Diritto Costituzionale
Di cosa parla
- Fenomeno Giuridico: Il diritto è un insieme di precetti con funzione ordinante nella società, intrinsecamente sociale e relativo. Nasce con l'uomo e si evolve con la società.
- Regole Giuridiche: Nascono dalla fattualità riconosciuta come giuridicamente rilevante (generalità, costanza, frequenza, uniformità). La consuetudine è una fattualità che i consociati riconoscono come obbligatoria.
- Caratteristiche delle Regole Giuridiche: Aspirazione di generalità, storicità, coattività (sanzioni), effettività (vigente e applicabile), certezza del diritto (pubblicità tramite Gazzetta Ufficiale e stabilità).

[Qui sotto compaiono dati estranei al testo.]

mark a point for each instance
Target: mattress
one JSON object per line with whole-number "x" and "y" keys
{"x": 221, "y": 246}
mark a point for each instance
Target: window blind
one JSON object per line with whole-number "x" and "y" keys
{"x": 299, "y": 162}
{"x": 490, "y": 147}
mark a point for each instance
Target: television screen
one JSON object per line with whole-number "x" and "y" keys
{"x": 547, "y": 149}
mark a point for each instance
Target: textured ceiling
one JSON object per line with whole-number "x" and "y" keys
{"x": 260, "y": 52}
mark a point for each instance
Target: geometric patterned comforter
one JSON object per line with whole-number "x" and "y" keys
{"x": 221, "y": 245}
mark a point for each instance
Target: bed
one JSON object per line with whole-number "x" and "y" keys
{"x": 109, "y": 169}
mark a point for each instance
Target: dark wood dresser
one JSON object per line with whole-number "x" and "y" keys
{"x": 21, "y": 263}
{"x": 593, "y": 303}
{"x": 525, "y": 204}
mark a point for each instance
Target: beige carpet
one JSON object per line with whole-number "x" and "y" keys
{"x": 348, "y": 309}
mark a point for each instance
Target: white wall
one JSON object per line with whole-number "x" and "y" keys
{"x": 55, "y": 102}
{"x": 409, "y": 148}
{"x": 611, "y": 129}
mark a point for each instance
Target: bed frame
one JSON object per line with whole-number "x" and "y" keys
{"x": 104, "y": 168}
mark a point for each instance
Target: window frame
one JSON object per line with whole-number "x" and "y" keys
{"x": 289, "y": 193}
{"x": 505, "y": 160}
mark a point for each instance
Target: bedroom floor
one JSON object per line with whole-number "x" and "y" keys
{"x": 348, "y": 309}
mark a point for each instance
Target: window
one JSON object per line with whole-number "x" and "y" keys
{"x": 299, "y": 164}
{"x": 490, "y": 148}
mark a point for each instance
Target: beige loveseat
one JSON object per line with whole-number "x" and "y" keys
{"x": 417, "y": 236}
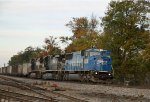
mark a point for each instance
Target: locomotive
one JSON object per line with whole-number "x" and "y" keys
{"x": 85, "y": 65}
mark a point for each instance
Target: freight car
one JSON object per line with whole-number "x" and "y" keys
{"x": 85, "y": 65}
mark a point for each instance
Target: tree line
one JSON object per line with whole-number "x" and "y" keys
{"x": 124, "y": 30}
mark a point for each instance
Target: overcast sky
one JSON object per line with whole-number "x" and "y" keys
{"x": 26, "y": 23}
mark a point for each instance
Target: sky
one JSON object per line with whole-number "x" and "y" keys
{"x": 26, "y": 23}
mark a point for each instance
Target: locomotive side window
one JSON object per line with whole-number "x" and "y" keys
{"x": 69, "y": 56}
{"x": 94, "y": 53}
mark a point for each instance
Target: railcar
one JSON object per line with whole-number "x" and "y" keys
{"x": 86, "y": 65}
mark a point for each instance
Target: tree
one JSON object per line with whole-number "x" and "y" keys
{"x": 125, "y": 33}
{"x": 85, "y": 33}
{"x": 25, "y": 56}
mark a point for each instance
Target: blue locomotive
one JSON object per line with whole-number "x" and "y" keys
{"x": 85, "y": 65}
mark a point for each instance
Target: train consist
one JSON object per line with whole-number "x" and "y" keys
{"x": 85, "y": 65}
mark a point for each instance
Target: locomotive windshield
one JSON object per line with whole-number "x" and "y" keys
{"x": 105, "y": 54}
{"x": 94, "y": 53}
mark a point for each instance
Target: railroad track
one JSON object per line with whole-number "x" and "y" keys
{"x": 41, "y": 91}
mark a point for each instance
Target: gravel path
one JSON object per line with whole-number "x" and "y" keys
{"x": 97, "y": 93}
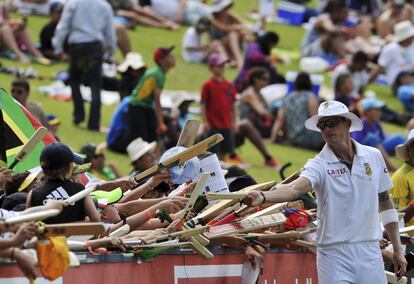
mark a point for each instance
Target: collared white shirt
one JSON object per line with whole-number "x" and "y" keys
{"x": 348, "y": 200}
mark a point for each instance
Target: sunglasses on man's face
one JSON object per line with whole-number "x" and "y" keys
{"x": 17, "y": 91}
{"x": 331, "y": 123}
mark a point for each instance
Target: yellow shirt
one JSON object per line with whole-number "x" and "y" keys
{"x": 403, "y": 189}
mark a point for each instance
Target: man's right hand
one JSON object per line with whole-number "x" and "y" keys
{"x": 5, "y": 176}
{"x": 25, "y": 232}
{"x": 253, "y": 198}
{"x": 158, "y": 178}
{"x": 25, "y": 263}
{"x": 171, "y": 206}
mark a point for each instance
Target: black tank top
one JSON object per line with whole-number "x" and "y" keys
{"x": 60, "y": 190}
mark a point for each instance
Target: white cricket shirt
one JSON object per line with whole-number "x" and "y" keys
{"x": 348, "y": 200}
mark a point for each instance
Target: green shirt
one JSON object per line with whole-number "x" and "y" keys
{"x": 143, "y": 93}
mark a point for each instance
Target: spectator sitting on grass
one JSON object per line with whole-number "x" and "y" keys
{"x": 131, "y": 70}
{"x": 357, "y": 68}
{"x": 330, "y": 20}
{"x": 57, "y": 161}
{"x": 344, "y": 92}
{"x": 258, "y": 53}
{"x": 48, "y": 31}
{"x": 14, "y": 35}
{"x": 372, "y": 133}
{"x": 403, "y": 88}
{"x": 297, "y": 107}
{"x": 95, "y": 155}
{"x": 194, "y": 49}
{"x": 54, "y": 124}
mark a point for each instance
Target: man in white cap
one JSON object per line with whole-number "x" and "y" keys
{"x": 398, "y": 55}
{"x": 403, "y": 179}
{"x": 351, "y": 183}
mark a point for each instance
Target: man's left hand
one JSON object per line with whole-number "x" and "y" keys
{"x": 400, "y": 263}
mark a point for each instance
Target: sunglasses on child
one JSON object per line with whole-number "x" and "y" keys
{"x": 331, "y": 123}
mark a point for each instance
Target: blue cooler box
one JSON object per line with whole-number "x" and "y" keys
{"x": 316, "y": 79}
{"x": 291, "y": 13}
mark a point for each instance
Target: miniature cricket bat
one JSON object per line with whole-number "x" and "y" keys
{"x": 224, "y": 196}
{"x": 36, "y": 216}
{"x": 246, "y": 225}
{"x": 78, "y": 196}
{"x": 405, "y": 230}
{"x": 182, "y": 157}
{"x": 29, "y": 146}
{"x": 120, "y": 232}
{"x": 194, "y": 195}
{"x": 189, "y": 133}
{"x": 73, "y": 229}
{"x": 210, "y": 212}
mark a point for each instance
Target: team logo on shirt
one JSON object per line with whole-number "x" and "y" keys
{"x": 58, "y": 194}
{"x": 368, "y": 170}
{"x": 337, "y": 172}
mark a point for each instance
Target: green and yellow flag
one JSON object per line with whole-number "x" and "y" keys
{"x": 17, "y": 126}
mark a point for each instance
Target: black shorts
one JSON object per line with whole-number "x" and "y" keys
{"x": 227, "y": 146}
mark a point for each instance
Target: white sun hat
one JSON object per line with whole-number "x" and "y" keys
{"x": 133, "y": 60}
{"x": 220, "y": 5}
{"x": 138, "y": 147}
{"x": 403, "y": 30}
{"x": 333, "y": 108}
{"x": 401, "y": 150}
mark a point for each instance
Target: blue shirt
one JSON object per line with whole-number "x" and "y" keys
{"x": 86, "y": 21}
{"x": 119, "y": 122}
{"x": 405, "y": 94}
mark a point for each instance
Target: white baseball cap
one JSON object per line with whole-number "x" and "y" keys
{"x": 333, "y": 108}
{"x": 133, "y": 60}
{"x": 403, "y": 30}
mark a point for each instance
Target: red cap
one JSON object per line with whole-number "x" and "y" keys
{"x": 216, "y": 59}
{"x": 161, "y": 52}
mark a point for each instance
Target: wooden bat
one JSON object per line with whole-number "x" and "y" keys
{"x": 189, "y": 133}
{"x": 406, "y": 229}
{"x": 78, "y": 196}
{"x": 182, "y": 157}
{"x": 194, "y": 195}
{"x": 179, "y": 235}
{"x": 246, "y": 225}
{"x": 73, "y": 229}
{"x": 36, "y": 216}
{"x": 29, "y": 146}
{"x": 210, "y": 212}
{"x": 269, "y": 210}
{"x": 224, "y": 196}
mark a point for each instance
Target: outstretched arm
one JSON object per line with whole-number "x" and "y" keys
{"x": 390, "y": 222}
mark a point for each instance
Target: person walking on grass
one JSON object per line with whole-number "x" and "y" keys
{"x": 144, "y": 112}
{"x": 351, "y": 183}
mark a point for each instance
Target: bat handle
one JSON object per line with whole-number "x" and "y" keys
{"x": 15, "y": 162}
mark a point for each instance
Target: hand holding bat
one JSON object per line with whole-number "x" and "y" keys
{"x": 254, "y": 198}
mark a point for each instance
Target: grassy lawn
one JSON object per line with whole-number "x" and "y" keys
{"x": 185, "y": 77}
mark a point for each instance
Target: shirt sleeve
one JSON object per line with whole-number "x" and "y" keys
{"x": 399, "y": 191}
{"x": 385, "y": 57}
{"x": 385, "y": 179}
{"x": 205, "y": 93}
{"x": 63, "y": 28}
{"x": 312, "y": 171}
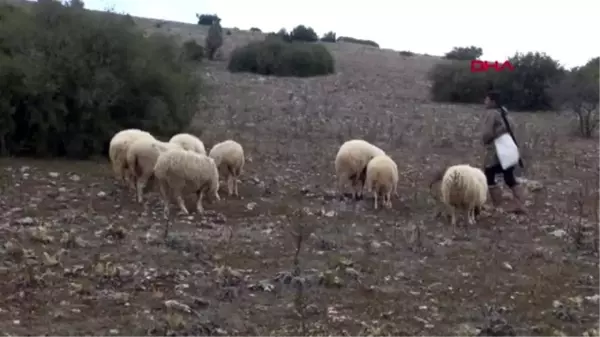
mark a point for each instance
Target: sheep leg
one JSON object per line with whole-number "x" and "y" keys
{"x": 452, "y": 213}
{"x": 375, "y": 200}
{"x": 165, "y": 198}
{"x": 388, "y": 196}
{"x": 199, "y": 207}
{"x": 235, "y": 190}
{"x": 471, "y": 216}
{"x": 181, "y": 204}
{"x": 230, "y": 184}
{"x": 340, "y": 185}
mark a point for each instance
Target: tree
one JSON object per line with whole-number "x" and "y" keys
{"x": 579, "y": 92}
{"x": 214, "y": 39}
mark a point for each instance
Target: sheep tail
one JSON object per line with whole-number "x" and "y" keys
{"x": 438, "y": 176}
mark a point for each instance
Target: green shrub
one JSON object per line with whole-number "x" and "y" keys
{"x": 526, "y": 88}
{"x": 71, "y": 78}
{"x": 302, "y": 33}
{"x": 358, "y": 41}
{"x": 329, "y": 37}
{"x": 454, "y": 82}
{"x": 464, "y": 53}
{"x": 207, "y": 19}
{"x": 279, "y": 58}
{"x": 281, "y": 35}
{"x": 579, "y": 92}
{"x": 214, "y": 40}
{"x": 192, "y": 51}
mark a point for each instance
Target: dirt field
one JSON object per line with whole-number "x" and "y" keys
{"x": 81, "y": 258}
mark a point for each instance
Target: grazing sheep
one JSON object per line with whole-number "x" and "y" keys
{"x": 117, "y": 150}
{"x": 382, "y": 179}
{"x": 141, "y": 159}
{"x": 180, "y": 172}
{"x": 464, "y": 187}
{"x": 229, "y": 157}
{"x": 188, "y": 142}
{"x": 351, "y": 164}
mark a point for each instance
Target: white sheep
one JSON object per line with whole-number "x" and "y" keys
{"x": 141, "y": 159}
{"x": 180, "y": 172}
{"x": 117, "y": 150}
{"x": 382, "y": 179}
{"x": 351, "y": 164}
{"x": 463, "y": 187}
{"x": 229, "y": 157}
{"x": 188, "y": 142}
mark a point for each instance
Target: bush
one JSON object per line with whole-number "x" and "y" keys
{"x": 302, "y": 33}
{"x": 281, "y": 35}
{"x": 464, "y": 53}
{"x": 192, "y": 51}
{"x": 526, "y": 88}
{"x": 454, "y": 82}
{"x": 329, "y": 37}
{"x": 279, "y": 58}
{"x": 579, "y": 92}
{"x": 358, "y": 41}
{"x": 71, "y": 78}
{"x": 214, "y": 40}
{"x": 208, "y": 19}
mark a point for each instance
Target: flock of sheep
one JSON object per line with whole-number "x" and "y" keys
{"x": 366, "y": 166}
{"x": 181, "y": 166}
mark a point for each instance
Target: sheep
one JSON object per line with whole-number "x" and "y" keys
{"x": 229, "y": 157}
{"x": 180, "y": 171}
{"x": 140, "y": 160}
{"x": 351, "y": 164}
{"x": 117, "y": 150}
{"x": 188, "y": 142}
{"x": 465, "y": 187}
{"x": 382, "y": 179}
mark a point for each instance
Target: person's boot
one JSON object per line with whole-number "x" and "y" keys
{"x": 496, "y": 196}
{"x": 518, "y": 200}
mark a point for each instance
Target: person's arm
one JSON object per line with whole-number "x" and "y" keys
{"x": 493, "y": 127}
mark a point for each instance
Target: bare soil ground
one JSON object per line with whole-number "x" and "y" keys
{"x": 80, "y": 258}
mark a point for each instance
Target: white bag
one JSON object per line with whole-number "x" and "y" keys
{"x": 507, "y": 151}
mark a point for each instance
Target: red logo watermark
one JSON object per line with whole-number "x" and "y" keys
{"x": 478, "y": 66}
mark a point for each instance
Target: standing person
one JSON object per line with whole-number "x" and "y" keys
{"x": 495, "y": 125}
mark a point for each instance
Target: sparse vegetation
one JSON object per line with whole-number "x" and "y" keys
{"x": 358, "y": 41}
{"x": 276, "y": 57}
{"x": 208, "y": 19}
{"x": 71, "y": 79}
{"x": 81, "y": 258}
{"x": 329, "y": 37}
{"x": 525, "y": 89}
{"x": 464, "y": 53}
{"x": 193, "y": 51}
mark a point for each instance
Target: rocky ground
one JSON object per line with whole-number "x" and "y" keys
{"x": 81, "y": 258}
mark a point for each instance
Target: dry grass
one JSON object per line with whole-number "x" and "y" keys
{"x": 80, "y": 258}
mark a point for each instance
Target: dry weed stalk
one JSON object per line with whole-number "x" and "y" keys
{"x": 300, "y": 233}
{"x": 577, "y": 230}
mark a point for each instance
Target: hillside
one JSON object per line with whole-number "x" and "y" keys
{"x": 81, "y": 258}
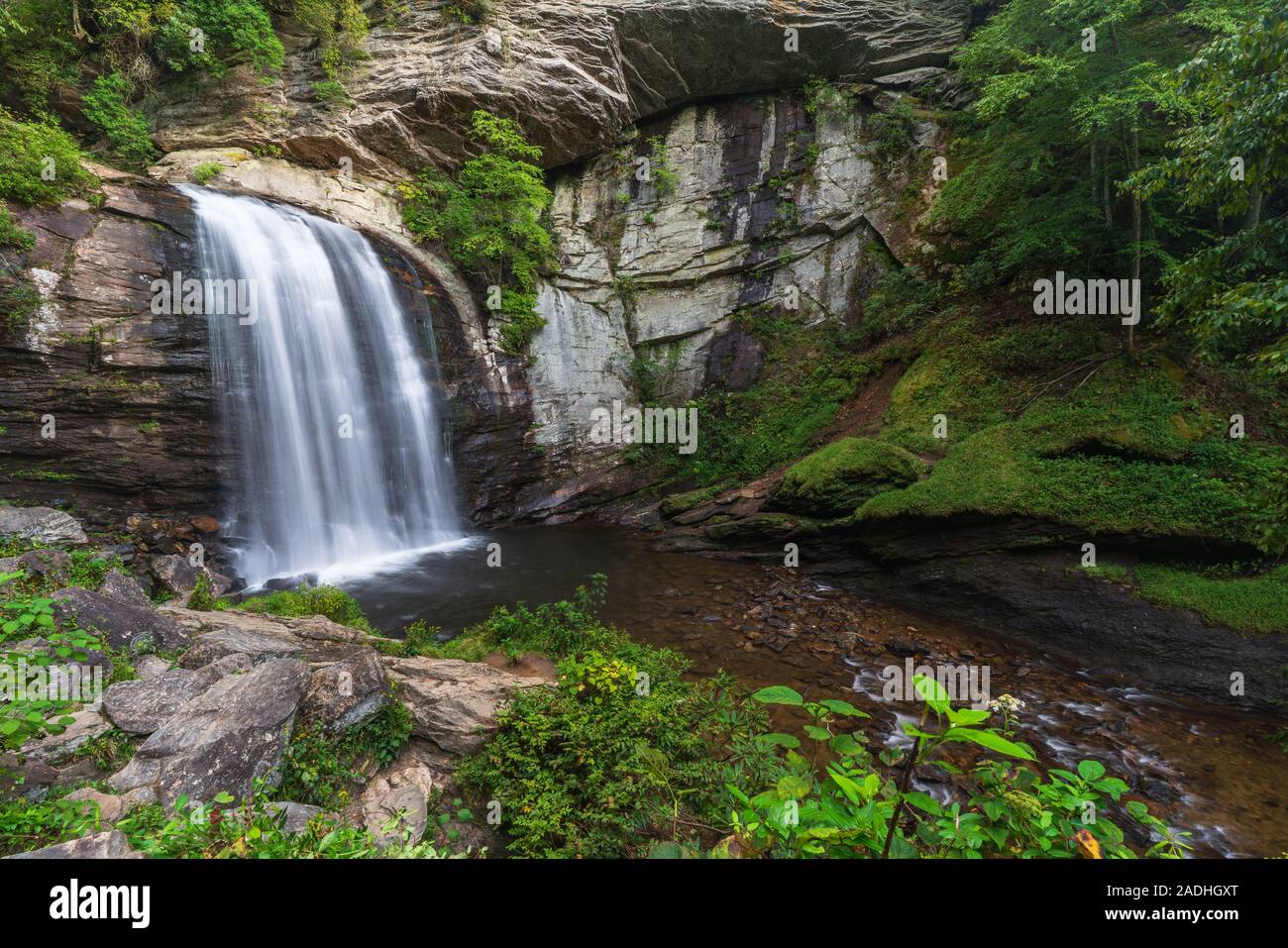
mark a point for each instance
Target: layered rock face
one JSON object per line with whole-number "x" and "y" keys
{"x": 101, "y": 399}
{"x": 574, "y": 73}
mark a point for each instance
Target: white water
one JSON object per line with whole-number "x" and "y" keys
{"x": 330, "y": 339}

- Atti Normativi: Tendenzialmente generali (destinatari), astratti (ripetibilità), innovativi (quid novi), imperativi (non solo sanzioni, anche premi).
- Effetti delle Norme Giuridiche: Generano situazioni di svantaggio (dovere, obbligo, onere) e di vantaggio (diritto soggettivo, interesse legittimo).
- Ordinamento Giuridico: È un sistema coordinato di comandi giuridici. Si distingue in ordinamenti generali (Stato), originari (Stato, Comunità Internazionale, Chiesa) e particolari (con finalità delimitate).
- Elementi Costitutivi dello Stato: Popolo (cittadini), Territorio (terra, acqua, spazio aereo, sottosuolo) e Sovranità (interna ed esterna).
- Cittadinanza: Regolata dalla legge (ius sanguinis dominante, ius soli integrativo). Non si può essere privati per ragioni politiche. Esiste la cittadinanza europea come istituto sussidiario.
- Capacità Giuridica e di Agire: La capacità giuridica si acquista alla nascita, la capacità di agire alla maggiore età.
- Sovranità: Concetto storico di potere supremo e indipendente, oggi in crisi per limiti costituzionali e integrazione internazionale (Art. 11 Cost.).
- Fonti del Diritto: Fatti o atti abilitati a produrre norme. Si distinguono in fonti di produzione (creano norme) e fonti di cognizione (danno conoscenza delle norme).
- Gerarchia delle Fonti: Ordine di importanza: 1. Costituzione, 2. Livello Primario (legislativo), 3. Livello Secondario (regolamenti), 4. Consuetudini (residuali).
- Riserva di Legge: La Costituzione impone che certe materie siano disciplinate dal legislatore (assoluta, relativa, rinforzata, costituzionale).
- Successione delle Fonti nel Tempo: Abrogazione (espressa, tacita, implicita) della norma precedente da quella successiva.
- Principio di Competenza: La Costituzione individua fonti specifiche per regolare certe materie, tutelando le autonomie garantite (pluralismo).
- Interpretazione e Efficacia nel Tempo: La legge è soggetta a interpretazione coerente con la Costituzione. L'analogia (legis e iuris) colma le lacune, ma non è applicabile a leggi penali o eccezionali. Le leggi retroattive sono ammesse se rispettano la Costituzione e il principio di ragionevolezza.